Wali Kota Medan, Rico Tri Putra Waas, sebelumnya menegaskan dukungan penuh terhadap proyek ini, menyebutnya sebagai "proyek strategis nasional" yang harus didorong kolaborasi antara pemerintah pusat dan daerah. Lokasi SRP di Jalan Flamboyan Raya III, Kelurahan Tanjung Selamat, Kecamatan Medan Tuntungan, menempati lahan seluas enam hektar – sebuah area yang cukup luas untuk menampung fasilitas pendidikan modern.

Meski demikian, sejumlah pertanyaan kritis muncul: Apakah ada kajian kebutuhan yang mendalam sebelum penetapan lokasi? Bagaimana alokasi dana publik akan dipertanggungjawabkan? Dan apakah ada mekanisme transparansi yang memadai untuk menghindari potensi penyalahgunaan anggaran?

Berita terkait lainnya menunjukkan bahwa Sekolah Rakyat di Jasinga siap digunakan akhir Juli, dan di Kabupaten Madiun sudah siap beroperasi. Namun, tidak ada data yang mengindikasikan apakah model tersebut berhasil atau mengalami hambatan yang signifikan.

Analisis Pakar

Sebagai seorang jurnalis investigasi, saya melihat bahwa proyek SRP di Medan masih berada pada fase deklaratif yang berisiko menjadi "proyek hantu" bila tidak diikuti dengan mekanisme pengawasan yang ketat. Pemerintah kota tampaknya mengandalkan retorika kolaborasi antara pusat dan daerah tanpa menyajikan kerangka kerja yang terukur. Tanpa indikator kinerja yang jelas – misalnya rasio guru‑siswa, standar kurikulum, atau mekanisme evaluasi mutu – proyek ini berpotensi menjadi beban fiskal tanpa manfaat edukatif yang signifikan.

Lebih jauh, alokasi lahan seluas enam hektar menimbulkan pertanyaan tentang prioritas penggunaan ruang publik. Di tengah tekanan kebutuhan perumahan dan infrastruktur dasar, menempatkan lahan seluas itu untuk satu institusi pendidikan harus dibuktikan dengan analisis cost‑benefit yang transparan. Apakah dana yang dialokasikan untuk SRP tidak lebih baik dialihkan ke perbaikan fasilitas sekolah yang sudah ada?

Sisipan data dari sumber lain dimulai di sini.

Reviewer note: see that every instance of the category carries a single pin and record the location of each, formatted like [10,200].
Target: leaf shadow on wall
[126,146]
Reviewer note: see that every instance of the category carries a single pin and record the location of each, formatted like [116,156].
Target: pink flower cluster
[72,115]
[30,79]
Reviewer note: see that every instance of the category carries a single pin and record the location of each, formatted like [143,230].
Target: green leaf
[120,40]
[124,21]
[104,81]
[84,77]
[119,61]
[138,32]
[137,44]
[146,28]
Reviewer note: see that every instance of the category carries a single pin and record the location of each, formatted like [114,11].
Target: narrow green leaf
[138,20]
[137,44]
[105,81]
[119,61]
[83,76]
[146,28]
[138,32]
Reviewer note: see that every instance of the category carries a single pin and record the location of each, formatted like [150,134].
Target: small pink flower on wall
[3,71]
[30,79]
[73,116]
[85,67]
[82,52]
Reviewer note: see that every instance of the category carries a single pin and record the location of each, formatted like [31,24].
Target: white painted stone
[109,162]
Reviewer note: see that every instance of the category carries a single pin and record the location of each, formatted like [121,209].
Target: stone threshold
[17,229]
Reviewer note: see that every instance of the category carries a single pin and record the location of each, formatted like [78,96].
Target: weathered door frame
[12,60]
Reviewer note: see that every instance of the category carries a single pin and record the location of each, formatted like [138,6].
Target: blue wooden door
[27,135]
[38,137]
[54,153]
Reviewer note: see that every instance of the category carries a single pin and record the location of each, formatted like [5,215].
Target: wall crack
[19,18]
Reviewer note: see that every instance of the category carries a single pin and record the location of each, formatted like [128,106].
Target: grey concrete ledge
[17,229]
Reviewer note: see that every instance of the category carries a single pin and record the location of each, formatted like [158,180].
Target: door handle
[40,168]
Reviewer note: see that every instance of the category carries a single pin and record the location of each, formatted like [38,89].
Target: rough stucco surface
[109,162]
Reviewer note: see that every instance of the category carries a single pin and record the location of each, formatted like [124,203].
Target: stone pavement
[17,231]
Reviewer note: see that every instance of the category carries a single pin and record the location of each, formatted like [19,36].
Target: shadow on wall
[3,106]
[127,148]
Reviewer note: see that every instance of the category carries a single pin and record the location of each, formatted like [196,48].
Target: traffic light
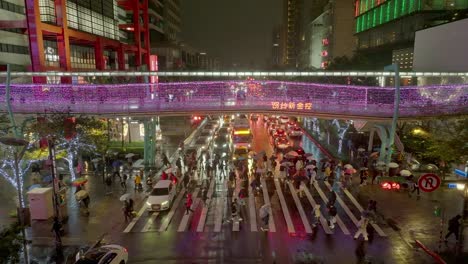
[437,211]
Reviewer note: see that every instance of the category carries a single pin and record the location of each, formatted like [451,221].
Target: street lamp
[396,112]
[17,142]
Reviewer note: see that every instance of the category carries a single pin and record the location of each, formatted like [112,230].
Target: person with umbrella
[264,214]
[362,228]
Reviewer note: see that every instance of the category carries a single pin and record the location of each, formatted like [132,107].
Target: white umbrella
[125,197]
[405,173]
[264,210]
[81,195]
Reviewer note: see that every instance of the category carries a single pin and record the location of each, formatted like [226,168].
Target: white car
[284,119]
[295,132]
[107,254]
[161,196]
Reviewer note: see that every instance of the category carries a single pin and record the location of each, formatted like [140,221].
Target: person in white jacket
[362,228]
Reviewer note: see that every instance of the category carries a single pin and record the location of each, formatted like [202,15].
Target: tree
[437,139]
[10,244]
[87,136]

Pengalaman dari daerah lain menunjukkan bahwa proyek serupa sering kali terhambat oleh birokrasi berlapis, kurangnya koordinasi antar‑instansi, dan ketidakjelasan tanggung jawab. Jika Medan tidak mengantisipasi hal ini, SRP dapat berakhir sebagai proyek setengah jadi yang hanya mengisi ruang kosong tanpa menghasilkan output pendidikan yang terukur.

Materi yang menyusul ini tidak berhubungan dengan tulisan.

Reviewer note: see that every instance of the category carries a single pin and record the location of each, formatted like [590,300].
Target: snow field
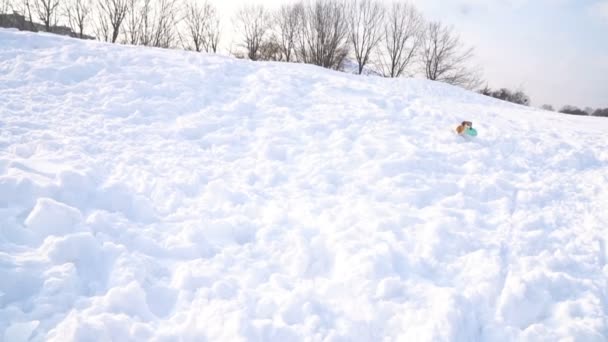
[152,195]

Ke depan, saya menuntut agar Pemerintah Kota Medan mempublikasikan dokumen rencana kerja yang detail, termasuk jadwal pelaksanaan, anggaran, serta mekanisme audit independen. Hanya dengan transparansi penuh, masyarakat dapat menilai apakah SRP benar‑benar akan menjadi katalisator perubahan atau sekadar slogan politik yang cepat dilupakan.